Open michel-gleeson opened 1 year ago
Is the "Linkerd Memory Usage" graph in the screenshot you've attached showing the total virtual memory of the Linkerd proxy process, or its resident set size (RSS)?
We're going to need a lot more details to make this actionable. What you are describing sounds like normal behavior for any proxy. Processing more traffic requires more memory. And in general, it is difficult for a Linux application to relinquish memory back to the OS once it has requested it.
Is there something out of the ordinary that made you file this issue? E.g. did this behavior change between Linkerd versions? Have you observed other proxies handle similar traffic loads with dramatically different behaviors? Please help us understand what is different here. (Also, please answer @hawkw's question above.)
Our graph looks pretty similar: Ours is scaled to the requested memory (we moved to using a limit higher than the request because we had seen this behavior before).
Thanks for the feedback, we were actually able to reproduce the issue in ARM nodes. @hatfarm is that your architecture as well? If not, can you share more details about your setup (cloud provider, CNI, linkerd version, etc)? Also, what metric are you using exactly to measure memory usage?
We are using AMD nodes, Linkerd 2.12.4, Azure CNI in AKS. The metric we're looking at is container_memory_working_set_bytes for actual memory reporting.
Apologies for the delayed reply - I opened this issue then went on a 2 week vacation. Glad to see there's some movement here. Catching up:
Is there something out of the ordinary that made you file this issue? E.g. did this behavior change between Linkerd versions? Have you observed other proxies handle similar traffic loads with dramatically different behaviors?
- Nothing out of the ordinary except for the sustained higher memory usage
- Currently this is our only existing proxy but plan to add more as we grow
- @hawkw this metric is the
kubernetes.memory.usage
metric from here so whatever this metric is tracking is what's represented in this graph :)
Please let me know if there's anything else I can provide!
To provide further context, in addition to what @hatfarm mentioned, we've examined the memory utilization data in our Grafana dashboards over the past 30 days. A clear trend emerges when our system encounters unexpected surges in user traffic: we expect a proportional rise in memory usage for both our service
and proxy
containers. Typically, in the case of the majority of our services, under normal operating conditions, the memory utilization [Of the request] of the Linkerd proxy container is notably lower than that of our application container.
However, during traffic surges or exceptionally high request loads, a significant shift occurs. We've noticed that the memory utilization of the Linkerd proxy triples, reaching levels as high as 150% of its request, while our application container's memory utilization only increases by around 20%.

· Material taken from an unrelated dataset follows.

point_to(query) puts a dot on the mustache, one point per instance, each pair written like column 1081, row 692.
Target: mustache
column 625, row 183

For instance, consider one of our services as depicted in the Grafana dashboard below: during routine traffic, the Linkerd proxy
exhibits roughly 32%
memory utilization of the request, whereas our service registers around 50%
memory utilization of the request. However, when the volume of requests to our system experiences a substantial increase, the Linkerd proxy's
memory utilization surges to 104%
of the request, while our service's memory utilization rises to approximately to 64%
of the request.
Environment k8s version: 1.25 K8s Type: Azure AKS OS: Linux linkerd Version: 2.12.4
Let me know if you need further information or need any assistance.

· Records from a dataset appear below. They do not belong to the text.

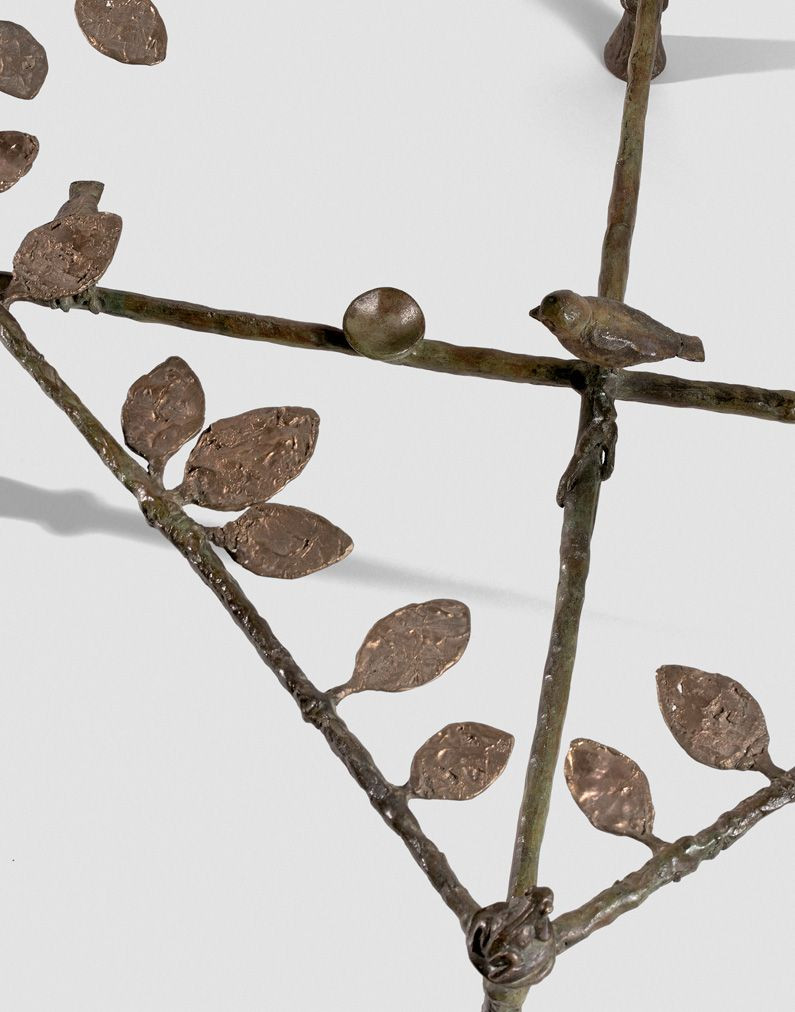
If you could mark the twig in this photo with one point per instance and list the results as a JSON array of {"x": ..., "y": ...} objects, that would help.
[
  {"x": 163, "y": 512},
  {"x": 673, "y": 863},
  {"x": 579, "y": 516},
  {"x": 622, "y": 211},
  {"x": 455, "y": 359},
  {"x": 597, "y": 435}
]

Quick update: yup, we're still working on this!
The original post in this issue was about the proxy not being able to liberate memory after a traffic burst passes. We acknowledged this is an issue we recognized in our ARM builds, that we still need to address.

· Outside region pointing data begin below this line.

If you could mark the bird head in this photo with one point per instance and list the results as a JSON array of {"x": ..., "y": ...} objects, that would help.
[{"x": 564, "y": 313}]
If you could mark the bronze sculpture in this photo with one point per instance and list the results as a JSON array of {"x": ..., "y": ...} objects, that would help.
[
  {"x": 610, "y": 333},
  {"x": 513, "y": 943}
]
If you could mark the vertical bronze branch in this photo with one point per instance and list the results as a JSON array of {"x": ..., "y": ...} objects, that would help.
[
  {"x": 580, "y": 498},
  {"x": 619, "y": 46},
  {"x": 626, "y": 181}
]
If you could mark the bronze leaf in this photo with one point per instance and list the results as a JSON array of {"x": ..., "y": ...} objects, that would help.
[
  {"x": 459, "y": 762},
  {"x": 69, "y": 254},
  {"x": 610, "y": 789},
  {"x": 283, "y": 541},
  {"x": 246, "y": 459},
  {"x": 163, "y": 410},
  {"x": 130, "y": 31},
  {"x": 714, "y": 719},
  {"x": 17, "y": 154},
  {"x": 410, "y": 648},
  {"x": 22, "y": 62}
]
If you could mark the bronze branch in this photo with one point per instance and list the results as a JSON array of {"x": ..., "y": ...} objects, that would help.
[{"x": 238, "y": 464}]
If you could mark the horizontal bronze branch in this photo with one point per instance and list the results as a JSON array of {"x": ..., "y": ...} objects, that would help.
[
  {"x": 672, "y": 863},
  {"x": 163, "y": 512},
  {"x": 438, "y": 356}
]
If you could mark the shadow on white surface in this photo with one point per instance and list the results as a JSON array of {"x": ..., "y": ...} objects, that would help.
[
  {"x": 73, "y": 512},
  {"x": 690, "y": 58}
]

@Abrishges am I right to conclude given your graph, that the high traffic scenario was sustained from 9/16 to 10/10? And afterwards it appears the memory was reclaimed. In which case this is different than the original issue. Note that the proxy's memory consumption doesn't necessarily grow linearly with traffic. I have some difficulty however interpreting your data. Can you clarify what the "memory utilization [Of the request]" is or how it's calculated? It'd be clearer for us to reason about absolute memory consumption by those containers, and it would also be handy to know the k8s resource config for them. Even further, it'd be great to know the RPS during that time lapse, as well as the kind of traffic (protocol, latency distribution, etc) for us to check if this is expected behavior.
Hi @alpeb ,
I'm on @Abrishges 's team, and that's not quite right. We had a HUGE influx of requests on 9/16 (went from ~10k requests per minute, to about 110k RPM). This was sustained over about 2 hours, after which it went away. The problem is, the memory usage stayed high for that whole time. The 10/10 dip is when we restarted or re-deployed, too much work to figure out which 😄, and it doesn't matter which one, really. This would have been entirely http/https traffic over tcp.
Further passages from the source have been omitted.